> This is a self-correcting activity generated by [nbgrader](https://nbgrader.readthedocs.io). Fill in any place that says `YOUR CODE HERE` or `YOUR ANSWER HERE`. Run subsequent cells to check your code.

---

# Classify handwritten digits

In this activity, you'll try several classifiers on the [UCI handwritten digits dataset](https://archive.ics.uci.edu/ml/datasets/Optical+Recognition+of+Handwritten+Digits), either separately or into an ensemble.

![UCI digits](images/uci_digits.png)

## Environment setup

In [24]:
# Import base packages
import numpy as np
import matplotlib
import matplotlib.pyplot as plt
import seaborn as sns
import pandas as pd

In [25]:
# Setup plots
%matplotlib inline
plt.rcParams['figure.figsize'] = 10, 8
%config InlineBackend.figure_format = 'retina'
sns.set()

In [26]:
# Import ML packages
import sklearn
print(f'scikit-learn version: {sklearn.__version__}')

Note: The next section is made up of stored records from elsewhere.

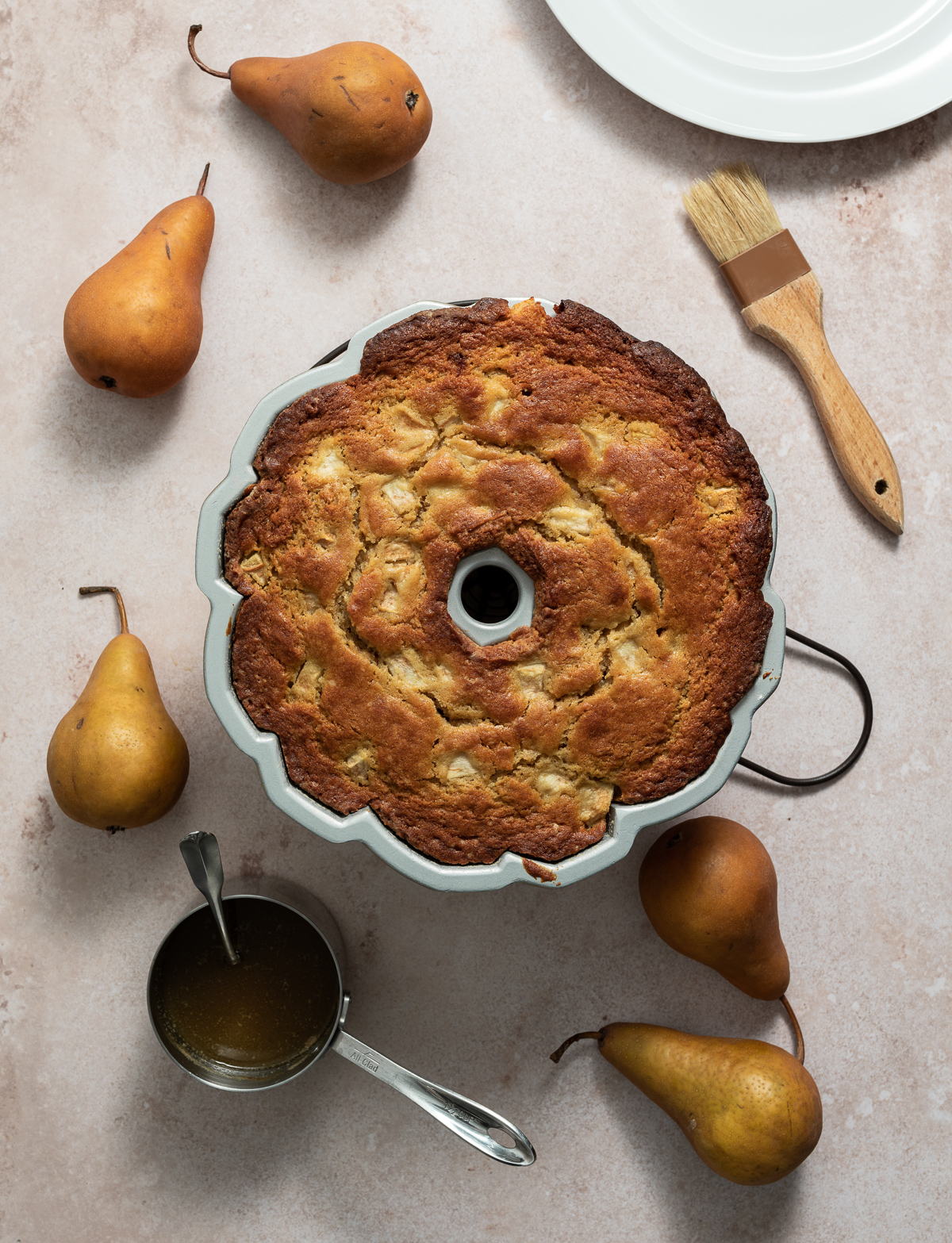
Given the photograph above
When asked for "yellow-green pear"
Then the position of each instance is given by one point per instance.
(353, 112)
(710, 890)
(750, 1111)
(117, 760)
(134, 326)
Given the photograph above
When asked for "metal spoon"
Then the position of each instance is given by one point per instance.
(203, 858)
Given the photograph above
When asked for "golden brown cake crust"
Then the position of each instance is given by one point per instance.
(607, 470)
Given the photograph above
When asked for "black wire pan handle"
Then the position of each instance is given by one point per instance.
(866, 723)
(340, 350)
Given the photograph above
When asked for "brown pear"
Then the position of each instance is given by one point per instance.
(710, 890)
(748, 1109)
(134, 326)
(117, 760)
(353, 112)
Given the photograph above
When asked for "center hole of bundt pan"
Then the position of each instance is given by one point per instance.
(490, 597)
(490, 594)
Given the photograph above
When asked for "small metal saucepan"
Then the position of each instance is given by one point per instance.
(459, 1114)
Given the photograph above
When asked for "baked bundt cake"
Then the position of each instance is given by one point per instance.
(605, 469)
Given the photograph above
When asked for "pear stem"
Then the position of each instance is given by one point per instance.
(193, 31)
(796, 1027)
(581, 1036)
(94, 591)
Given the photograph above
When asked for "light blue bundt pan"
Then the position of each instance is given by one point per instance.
(624, 822)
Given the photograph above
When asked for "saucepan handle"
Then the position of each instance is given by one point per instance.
(461, 1115)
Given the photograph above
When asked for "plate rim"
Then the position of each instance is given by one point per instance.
(576, 17)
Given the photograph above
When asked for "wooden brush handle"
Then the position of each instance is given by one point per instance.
(792, 318)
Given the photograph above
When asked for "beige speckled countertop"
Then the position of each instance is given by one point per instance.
(541, 175)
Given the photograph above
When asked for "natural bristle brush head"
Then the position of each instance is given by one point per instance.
(732, 210)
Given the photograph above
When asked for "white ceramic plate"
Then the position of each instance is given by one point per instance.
(625, 821)
(803, 71)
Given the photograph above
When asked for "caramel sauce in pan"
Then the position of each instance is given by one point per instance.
(272, 1008)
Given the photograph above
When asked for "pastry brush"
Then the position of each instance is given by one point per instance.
(782, 300)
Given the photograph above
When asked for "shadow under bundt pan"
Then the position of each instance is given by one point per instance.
(623, 822)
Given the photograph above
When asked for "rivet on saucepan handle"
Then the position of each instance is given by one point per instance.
(459, 1114)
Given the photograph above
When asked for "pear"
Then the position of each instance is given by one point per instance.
(750, 1111)
(353, 112)
(710, 890)
(117, 760)
(134, 326)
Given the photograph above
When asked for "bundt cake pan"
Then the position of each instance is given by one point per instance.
(624, 821)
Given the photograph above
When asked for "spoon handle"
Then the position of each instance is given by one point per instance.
(461, 1115)
(203, 858)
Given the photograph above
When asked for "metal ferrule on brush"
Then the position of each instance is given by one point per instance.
(765, 267)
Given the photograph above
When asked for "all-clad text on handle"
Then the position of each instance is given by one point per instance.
(465, 1118)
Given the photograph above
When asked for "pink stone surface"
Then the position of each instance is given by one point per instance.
(542, 177)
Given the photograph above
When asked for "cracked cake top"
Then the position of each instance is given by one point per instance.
(607, 470)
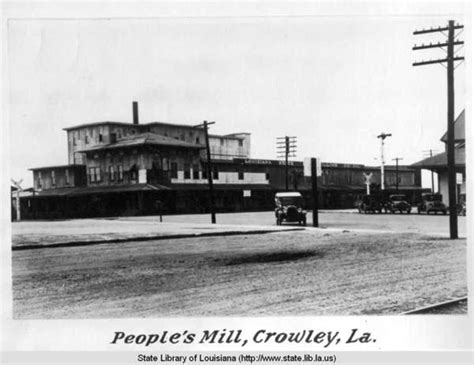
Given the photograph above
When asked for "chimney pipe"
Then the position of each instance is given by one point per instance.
(135, 112)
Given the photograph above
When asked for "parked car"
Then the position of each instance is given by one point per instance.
(432, 203)
(397, 202)
(369, 204)
(289, 208)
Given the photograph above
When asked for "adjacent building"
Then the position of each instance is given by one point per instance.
(117, 168)
(439, 162)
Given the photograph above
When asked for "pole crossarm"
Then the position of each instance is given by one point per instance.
(434, 30)
(430, 62)
(436, 45)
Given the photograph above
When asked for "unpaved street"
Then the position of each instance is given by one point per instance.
(310, 272)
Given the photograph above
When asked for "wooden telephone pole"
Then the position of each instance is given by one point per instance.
(286, 147)
(396, 159)
(17, 184)
(449, 61)
(206, 125)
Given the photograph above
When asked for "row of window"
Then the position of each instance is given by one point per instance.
(39, 182)
(115, 174)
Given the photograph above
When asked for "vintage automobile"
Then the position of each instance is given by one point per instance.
(369, 204)
(432, 203)
(397, 202)
(289, 208)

from sklearn.datasets import load_digits
from sklearn.linear_model import SGDClassifier
from sklearn.ensemble import RandomForestClassifier
from sklearn.neural_network import MLPClassifier
from sklearn.ensemble import VotingClassifier
from sklearn.model_selection import train_test_split

scikit-learn version: 0.23.2


## Step 1: Loading and preparing the data

In [27]:
# Load the MNIST digits dataset
digits = load_digits()

# To apply a classifier on this data, we need to flatten the image, to
# turn the data in a (samples, feature) matrix:
n_samples = len(digits.images)
data = digits.images.reshape((n_samples, -1))
print(f'data: {data.shape}. targets: {digits.target.shape}')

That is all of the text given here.